45.     ....Ignatz Kobza > son, Henry Kobza > daughter, PRIVATE (Kobza) Galaska > husband, PRIVATE Galaska > mother, Rose (Samolinski) Galaska > mother, Catherine (Andraszczyk) Samolinski > brother, Frank Andraszczyk

46.     ....Martha (Grosz) Kobza > daughter, Clemetine (Kobza) Michalski > husband, Arthur Michalski > sister, Eleanor (Michalski) Kurzynski > husband, Alponse Kurzynski > brother, Walter Kurzynski > son , PRIVATE Kurzynski > wife, PRIVATE (Galaska) Kurzynski > mother, Rose (Samolinski) Galaska....

47.     ....Blase Kuzba > brother, Antoni Kuzba > daughter, Helen (Kuzba) Gapinski > husband, Casper [Casimer] Gapinski > sister, Blanche (Gapinski) Kuzba > son, Irvin Kuzba ....

48.     ....Joanna (Sromalla) Maciejewski > daughter, Antionette (Maciejewski) Wierzbinski > mother, Elizabeth (Ruszkiewicz) Wierzbinski > brother Frank Ruszkiewicz (I)....

49.     ....Valentine Perlaczynski > mother, Michalina [Minnie] (Markowski) [Perlaczynski] Kowalkowski > brother, Joseph Markowski > daughter, Ester (Markowski) [Wamser] Bonk > husband, Edmond Bonk > brother, Richard Bonk > wife, Mary (Walczak) Bonk > sister, Sylvia (Walczak) Kitzki > husband, PRIVATE Kitzki > father, Andre Kitzki > father, Stanley Kitzke...

TCN:  12.67
Last month's (January, 2012) TCN:  18.75
The "TCN" or "Tree-Completeness Number" is the ratio between new names added to the number of new connections discovered.

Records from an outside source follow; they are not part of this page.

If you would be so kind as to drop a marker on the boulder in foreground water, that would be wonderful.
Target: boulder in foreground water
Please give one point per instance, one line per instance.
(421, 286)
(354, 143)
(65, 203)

It is supposed to be a very rough measure of the progress toward the goal of showing all the connections between the families of Milwaukee Polonia, 1850 to 1945.  The theory behind this number is that the Milwaukee Polonia Project can be compared to a giant jig-saw puzzle.  When you just start on a jig-saw puzzle you are just connecting one piece to one piece.  However, as the puzzle fills in, the new piece you add will more often connect to two pieces at the same time.

In this project, adding a new name to the list represents a puzzle piece that just connects to one other piece.  In contrast, a new Intra-connection is a puzzle piece that connects to two pieces at the same time.   Thus, as the ratio between the number of new names to Intra-connections drops (i.e., the TCN gets smaller) that is an indication that the tree is becoming more complete.

This is a very rough measure.  Therefore, I expect to be quite a bit of variation in the TCN from month to month.  However, I expect that the trend of the TCN will be an ever smaller number.  We shall see.